Explanation of Other Options
| Technique | Role in Pyrosequencing |
|---|---|
| A. Emulsion PCR | ✅ Used in pyrosequencing to amplify DNA fragments in tiny oil-water droplets, ensuring single-molecule templates for accurate sequencing. |
| B. Ligation-Based PCR | ✅ Used in some pyrosequencing approaches for primer extension and ligation of oligonucleotides. |
| D. Inverse PCR | ✅ Used for amplifying sequences flanking a known region, which can be integrated into pyrosequencing workflows. |
How Pyrosequencing Works
1. DNA Fragmentation and Adapter Ligation:
- The target DNA is fragmented.
- Adaptors are ligated to the fragmented DNA.
2. Emulsion PCR:
- DNA fragments are amplified using emulsion PCR.
- Each fragment is isolated in a droplet containing reagents and primers.
3. Nucleotide Incorporation and Signal Detection:
- DNA polymerase adds nucleotides to the growing strand.
- If a correct nucleotide is added, pyrophosphate (PPi) is released.
4. Light Signal Generation:
- Pyrophosphate release activates an enzymatic cascade involving ATP sulfurylase and luciferase, producing light.
- The intensity of the light signal indicates the successful addition of nucleotides.
Why Pyrosequencing is Effective
Real-time monitoring of nucleotide incorporation
High-throughput capability
No need for labeled nucleotides or electrophoresis
Suitable for short to medium-length sequences (100–300 bp)
Challenges in Pyrosequencing
1. Homopolymer Sequences:
- Difficult to accurately count repeated nucleotides (e.g., AAAA).
2. Limited Read Length:
- Pyrosequencing is not suitable for long DNA sequences due to signal degradation.
3. Background Noise:
- Misincorporation or incomplete extension can generate false signals.
Advantages of Pyrosequencing
1. Fast and Accurate:
- High accuracy for SNP analysis and mutation detection.
2. Quantitative:
- Can measure allele frequency and DNA methylation levels.

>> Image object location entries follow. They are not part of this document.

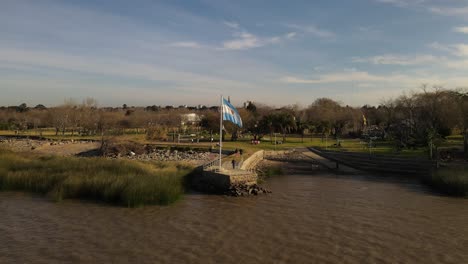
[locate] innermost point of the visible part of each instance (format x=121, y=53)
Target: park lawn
x=123, y=182
x=292, y=141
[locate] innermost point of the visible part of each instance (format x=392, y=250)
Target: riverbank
x=121, y=182
x=451, y=181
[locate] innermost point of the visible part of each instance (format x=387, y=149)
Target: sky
x=179, y=52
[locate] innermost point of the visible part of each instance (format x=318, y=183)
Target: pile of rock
x=166, y=155
x=289, y=156
x=237, y=190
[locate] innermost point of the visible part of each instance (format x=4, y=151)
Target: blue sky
x=189, y=52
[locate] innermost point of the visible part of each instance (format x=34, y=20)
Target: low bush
x=123, y=182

3. No Need for Gel Electrophoresis:
- Direct sequence detection based on light emission.
Applications of Pyrosequencing
1. Mutation Detection:
- Detection of cancer-associated mutations.
2. Epigenetic Studies:
- Methylation analysis in cancer and developmental biology.
3. Genotyping:
- Identification of single nucleotide polymorphisms (SNPs).
4. Microbial Identification:
- Sequencing bacterial and viral genomes.

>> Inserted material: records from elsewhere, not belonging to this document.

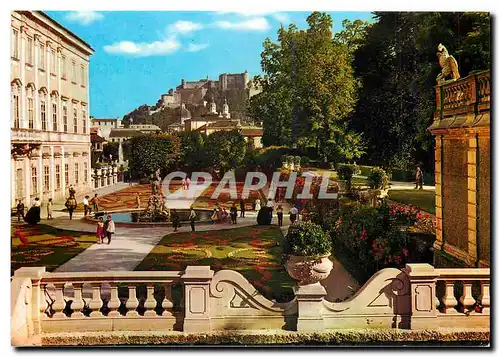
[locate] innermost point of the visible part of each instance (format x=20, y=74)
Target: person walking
x=95, y=203
x=100, y=233
x=192, y=217
x=234, y=213
x=176, y=220
x=86, y=207
x=257, y=205
x=279, y=213
x=242, y=208
x=110, y=228
x=293, y=214
x=138, y=200
x=419, y=179
x=49, y=209
x=20, y=210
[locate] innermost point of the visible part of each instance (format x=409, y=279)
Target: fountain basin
x=125, y=217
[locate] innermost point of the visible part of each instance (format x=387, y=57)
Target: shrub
x=345, y=173
x=307, y=239
x=378, y=179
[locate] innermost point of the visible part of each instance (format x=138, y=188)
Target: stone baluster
x=466, y=299
x=167, y=303
x=132, y=302
x=449, y=300
x=96, y=302
x=485, y=296
x=114, y=302
x=150, y=302
x=78, y=304
x=59, y=303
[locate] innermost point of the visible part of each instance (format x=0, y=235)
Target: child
x=100, y=230
x=49, y=209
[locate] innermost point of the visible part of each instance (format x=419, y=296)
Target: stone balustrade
x=416, y=297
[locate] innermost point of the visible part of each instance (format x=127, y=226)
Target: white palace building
x=50, y=127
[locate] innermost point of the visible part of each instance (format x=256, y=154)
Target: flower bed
x=43, y=245
x=254, y=251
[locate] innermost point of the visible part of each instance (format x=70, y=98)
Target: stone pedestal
x=310, y=306
x=196, y=280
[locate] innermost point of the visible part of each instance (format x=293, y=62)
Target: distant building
x=106, y=124
x=50, y=127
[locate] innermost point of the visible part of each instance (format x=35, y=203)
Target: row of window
x=42, y=60
x=46, y=178
x=45, y=125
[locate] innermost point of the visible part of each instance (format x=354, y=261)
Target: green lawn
x=42, y=245
x=253, y=251
x=424, y=199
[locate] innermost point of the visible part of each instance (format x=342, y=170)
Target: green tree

Why Nick Translation Is Not Compatible with Pyrosequencing
- Pyrosequencing relies on incorporation of nucleotides and detection of pyrophosphate release.

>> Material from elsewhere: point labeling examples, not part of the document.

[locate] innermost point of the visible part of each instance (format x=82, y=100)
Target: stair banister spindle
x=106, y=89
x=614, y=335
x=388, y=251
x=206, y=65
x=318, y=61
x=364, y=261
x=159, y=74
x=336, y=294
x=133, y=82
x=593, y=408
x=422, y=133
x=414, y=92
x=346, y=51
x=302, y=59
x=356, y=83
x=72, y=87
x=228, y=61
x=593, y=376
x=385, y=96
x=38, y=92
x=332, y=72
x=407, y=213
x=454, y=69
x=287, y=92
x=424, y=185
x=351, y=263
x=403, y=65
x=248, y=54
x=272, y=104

- Nick translation involves exonuclease activity and nucleotide replacement, which would interfere with the pyrosequencing signal.
- Therefore, nick translation is not a suitable technique for pyrosequencing.
Conclusion
Pyrosequencing is a powerful sequencing technology based on real-time detection of nucleotide incorporation. Techniques like emulsion PCR, ligation-based PCR, and inverse PCR enhance the accuracy and sensitivity of pyrosequencing. However, nick translation is not compatible with pyrosequencing due to its exonuclease activity, which would interfere with the detection mechanism. Thus, option C is the correct answer.
19 Comments
Priti khandal
March 16, 2025Done sir
Yogesh Sharma
March 16, 2025Done sir
Akshay mahawar
March 17, 2025Done 👍
Rohit Meena
March 17, 2025Nick 👍
Rohit Meena
March 17, 2025Nick 👍 Khali jagah ko bharna
Nisha
March 17, 2025Nick dna repair mechanism
Shreeji Charan
March 17, 2025Nice explanation 👌
Ujjwal
March 17, 2025Done sir
Lokesh kumawat
March 17, 2025Done
Arushi
March 17, 2025👍👍
Suman bhakar
March 17, 2025Ok
Nisha Meena
March 18, 2025Done
Abhilasha
March 18, 2025Done
Parul
March 19, 2025Well explained. Understood sir
BANWARI lal khatana
March 24, 2025Well done 👍✅
Pallavi Ghangas
August 25, 2025Nick translation is not used in pyrose sequencing it is used in radio labeling Probe
Komal Sharma
August 27, 2025nick translation is not compatible with pyrosequencing due to its exonuclease activity, which would interfere with the detection mechanism. Thus, option C is the correct answer.
Meenakshi Choudhary
September 2, 2025Nick translation
Aakansha sharma Sharma
September 20, 2025The correct answer is C. Nick translation.